Оставив сержанта в покое на какое-то время, солнце принялось прохаживаться между другими солдатами. Все они спали в простых космических креслах, которые сейчас, при солнечном свете, больше походили на шезлонги. Громче всех спал рядовой Ноплюх, который так и не перестал храпеть. Крепче всех спал рядовой Ноплиан. Он даже во сне натягивал на себя одеяло и судорожно вцеплялся в него обеими руками. Напуганный ночными шагами, этот солдат до самого утра не сомкнул глаз и заснул только на рассвете.
Солнце могло бы позволить рядовым солдатам ещё немного поспать, но разбудить старшего по званию оно всегда считало своей главной обязанностью. Вот поэтому солнце вновь вернулось к сержанту и вдруг резко щёлкнуло пальцем по его круглому сержантскому лбу. Звук был такой, будто гукнула внутри корабля какая-то аварийная система, и гул ещё не замолк, когда сержант Ноплеф уже отбросил одеяло, вскочил и замер рядом с шезлонгом по стойке «смирно». Впрочем, он по-прежнему спал. Веки его лишь немного приподнялись да так и застыли – две сонные щёлочки. Это не совсем сочеталось с тем бравым видом, с каким сержант выпячивал грудь, но хорошо совпадало с его общей помятостью на лице и в одежде. Если бы Ноплеф пошире открыл глаза и увидел, что мундир его в беспорядке, он бы немедленно проснулся.
И всё равно сержант Ноплеф выглядел как истинный сержант. На это высокое звание, во-первых, указывала золотая кокарда, прикреплённая к треуголке на его голове. Кокарда была вдвое больше, чем у простых солдат. И сама треуголка больше. И голова тоже. Голова у сержанта вообще была чрезвычайно большая и ёмкая, как перевёрнутый чугунный котёл.

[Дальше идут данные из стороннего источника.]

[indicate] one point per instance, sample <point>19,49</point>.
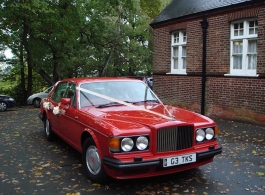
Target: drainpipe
<point>204,25</point>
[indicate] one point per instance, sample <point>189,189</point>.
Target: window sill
<point>240,75</point>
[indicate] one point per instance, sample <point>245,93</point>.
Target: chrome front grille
<point>175,138</point>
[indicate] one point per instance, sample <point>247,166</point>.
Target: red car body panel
<point>145,118</point>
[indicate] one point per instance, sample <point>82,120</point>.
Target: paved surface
<point>31,165</point>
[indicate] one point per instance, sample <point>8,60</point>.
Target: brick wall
<point>236,98</point>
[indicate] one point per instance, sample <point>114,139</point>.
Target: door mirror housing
<point>66,101</point>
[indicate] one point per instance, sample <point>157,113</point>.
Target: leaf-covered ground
<point>29,164</point>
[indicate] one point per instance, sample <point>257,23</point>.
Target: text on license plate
<point>179,160</point>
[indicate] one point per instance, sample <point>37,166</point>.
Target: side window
<point>59,92</point>
<point>70,93</point>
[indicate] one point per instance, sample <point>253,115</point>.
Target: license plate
<point>179,160</point>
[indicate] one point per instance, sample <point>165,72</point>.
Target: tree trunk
<point>25,35</point>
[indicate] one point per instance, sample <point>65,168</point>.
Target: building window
<point>244,36</point>
<point>178,52</point>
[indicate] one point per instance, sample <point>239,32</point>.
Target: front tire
<point>92,162</point>
<point>48,132</point>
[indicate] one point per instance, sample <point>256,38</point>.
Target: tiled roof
<point>180,8</point>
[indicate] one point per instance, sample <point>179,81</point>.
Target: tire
<point>93,163</point>
<point>3,106</point>
<point>36,102</point>
<point>48,132</point>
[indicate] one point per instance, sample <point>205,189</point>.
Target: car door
<point>55,119</point>
<point>71,129</point>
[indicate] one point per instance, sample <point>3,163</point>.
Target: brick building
<point>209,57</point>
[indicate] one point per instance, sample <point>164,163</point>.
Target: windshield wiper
<point>108,104</point>
<point>144,101</point>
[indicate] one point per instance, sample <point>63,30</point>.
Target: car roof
<point>79,81</point>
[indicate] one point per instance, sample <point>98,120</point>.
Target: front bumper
<point>138,164</point>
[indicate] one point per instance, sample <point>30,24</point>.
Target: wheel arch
<point>88,133</point>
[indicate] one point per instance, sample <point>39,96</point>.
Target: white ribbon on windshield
<point>125,103</point>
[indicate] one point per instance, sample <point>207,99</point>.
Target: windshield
<point>99,93</point>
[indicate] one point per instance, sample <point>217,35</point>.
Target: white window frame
<point>243,39</point>
<point>180,43</point>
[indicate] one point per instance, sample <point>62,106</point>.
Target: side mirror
<point>66,101</point>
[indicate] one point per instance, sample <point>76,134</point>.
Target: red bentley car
<point>124,131</point>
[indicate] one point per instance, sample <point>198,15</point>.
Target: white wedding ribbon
<point>125,103</point>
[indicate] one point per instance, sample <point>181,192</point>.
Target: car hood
<point>152,115</point>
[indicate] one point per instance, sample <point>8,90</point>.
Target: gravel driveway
<point>29,164</point>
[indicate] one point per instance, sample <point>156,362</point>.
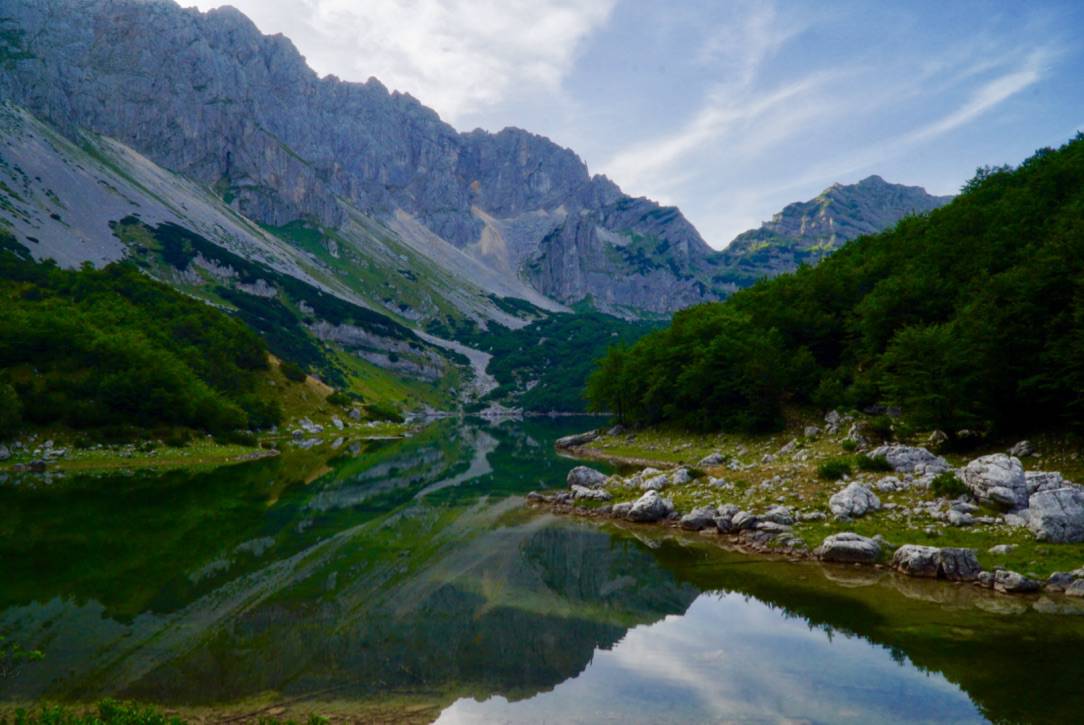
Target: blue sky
<point>727,109</point>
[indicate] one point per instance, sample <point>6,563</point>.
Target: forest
<point>970,316</point>
<point>112,348</point>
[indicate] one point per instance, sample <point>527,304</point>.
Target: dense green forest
<point>969,316</point>
<point>112,348</point>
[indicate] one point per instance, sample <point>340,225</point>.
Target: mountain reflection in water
<point>410,569</point>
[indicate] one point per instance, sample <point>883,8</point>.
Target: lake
<point>405,580</point>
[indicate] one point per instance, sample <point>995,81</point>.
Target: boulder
<point>853,501</point>
<point>911,460</point>
<point>681,477</point>
<point>916,560</point>
<point>779,515</point>
<point>937,439</point>
<point>1057,516</point>
<point>1044,480</point>
<point>1010,582</point>
<point>590,494</point>
<point>997,479</point>
<point>848,547</point>
<point>578,439</point>
<point>654,483</point>
<point>700,517</point>
<point>959,565</point>
<point>650,507</point>
<point>711,460</point>
<point>585,476</point>
<point>1022,449</point>
<point>744,520</point>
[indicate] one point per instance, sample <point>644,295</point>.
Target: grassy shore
<point>757,476</point>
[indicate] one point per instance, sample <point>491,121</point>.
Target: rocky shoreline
<point>992,493</point>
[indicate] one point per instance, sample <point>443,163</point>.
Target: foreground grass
<point>769,478</point>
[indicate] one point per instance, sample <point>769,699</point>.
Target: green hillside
<point>969,316</point>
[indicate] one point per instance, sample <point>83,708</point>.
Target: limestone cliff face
<point>807,231</point>
<point>207,95</point>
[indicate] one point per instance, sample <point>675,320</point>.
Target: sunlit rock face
<point>207,95</point>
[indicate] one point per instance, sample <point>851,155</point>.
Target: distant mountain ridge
<point>805,232</point>
<point>207,95</point>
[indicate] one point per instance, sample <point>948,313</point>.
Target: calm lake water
<point>407,577</point>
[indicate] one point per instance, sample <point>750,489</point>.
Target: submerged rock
<point>590,494</point>
<point>853,501</point>
<point>700,517</point>
<point>848,547</point>
<point>1057,516</point>
<point>1011,582</point>
<point>577,439</point>
<point>585,476</point>
<point>997,479</point>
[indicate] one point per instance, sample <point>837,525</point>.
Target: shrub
<point>383,412</point>
<point>949,486</point>
<point>339,398</point>
<point>293,371</point>
<point>873,463</point>
<point>834,469</point>
<point>11,410</point>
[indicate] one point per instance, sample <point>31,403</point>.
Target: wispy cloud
<point>455,55</point>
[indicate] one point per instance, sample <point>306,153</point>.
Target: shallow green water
<point>410,569</point>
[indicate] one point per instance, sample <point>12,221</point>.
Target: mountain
<point>805,232</point>
<point>209,98</point>
<point>967,318</point>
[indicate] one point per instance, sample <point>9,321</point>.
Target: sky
<point>728,109</point>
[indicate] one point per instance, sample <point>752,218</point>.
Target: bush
<point>834,469</point>
<point>949,486</point>
<point>383,412</point>
<point>340,399</point>
<point>11,410</point>
<point>873,463</point>
<point>293,372</point>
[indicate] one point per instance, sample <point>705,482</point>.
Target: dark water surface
<point>409,571</point>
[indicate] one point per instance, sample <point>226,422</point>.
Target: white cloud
<point>454,55</point>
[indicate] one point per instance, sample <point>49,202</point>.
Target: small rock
<point>1010,582</point>
<point>848,547</point>
<point>578,439</point>
<point>700,517</point>
<point>681,477</point>
<point>711,460</point>
<point>586,477</point>
<point>853,501</point>
<point>590,494</point>
<point>1022,449</point>
<point>650,507</point>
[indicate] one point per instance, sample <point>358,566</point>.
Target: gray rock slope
<point>807,231</point>
<point>208,96</point>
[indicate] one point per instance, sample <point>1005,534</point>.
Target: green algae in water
<point>410,571</point>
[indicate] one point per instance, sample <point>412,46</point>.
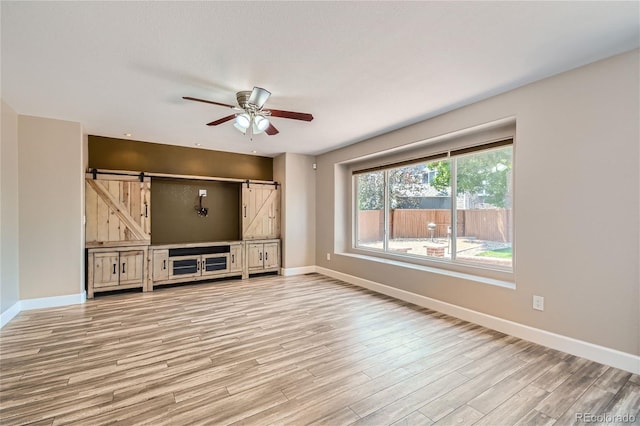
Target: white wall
<point>9,291</point>
<point>51,206</point>
<point>296,174</point>
<point>576,206</point>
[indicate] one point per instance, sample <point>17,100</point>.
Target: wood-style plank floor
<point>287,350</point>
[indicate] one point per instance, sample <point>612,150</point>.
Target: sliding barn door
<point>117,211</point>
<point>260,212</point>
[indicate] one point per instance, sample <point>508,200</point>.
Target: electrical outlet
<point>538,303</point>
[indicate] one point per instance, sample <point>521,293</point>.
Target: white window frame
<point>453,264</point>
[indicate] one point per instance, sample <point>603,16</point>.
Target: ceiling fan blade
<point>271,130</point>
<point>290,114</point>
<point>259,96</point>
<point>189,98</point>
<point>222,120</point>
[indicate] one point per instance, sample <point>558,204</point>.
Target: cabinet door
<point>105,269</point>
<point>260,212</point>
<point>117,211</point>
<point>235,258</point>
<point>214,264</point>
<point>271,255</point>
<point>131,267</point>
<point>160,265</point>
<point>256,260</point>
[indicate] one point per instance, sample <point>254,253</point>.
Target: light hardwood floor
<point>287,350</point>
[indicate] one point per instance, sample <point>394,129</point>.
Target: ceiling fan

Во-вторых, мундир на сержанте был ярко-малиновый, как у всех, но всё же чуть более ярко-малиновый, чем у простых солдат. Ярко-ярко-малиновый. Мундир очень плотно облегал коренастое сержантское тело, а если немного и топорщился, то лишь в силу особенности покроя: он был короток спереди и сильно удлинён сзади. Рукава были тоже длинные. Длинные и широкие. Особенно широко они отходили от плеч, а внизу почти сходили на нет. Этот стиль всегда был характерен для ноплов. Разумеется, удлинённые рукава мешали работать (кому надо было работать) или воевать (кому надо было воевать), а поэтому в районе локтя каждый рукав имел прорезь, позволявшую высовывать руку наружу. Эти прорези были узкими, потому что и руки у ноплов были тонкие. Как и ноги. Зато на ногах превосходно держались любого размера башмаки, которые, вероятно из-за тонкости ножек, всегда казались немного великоватыми.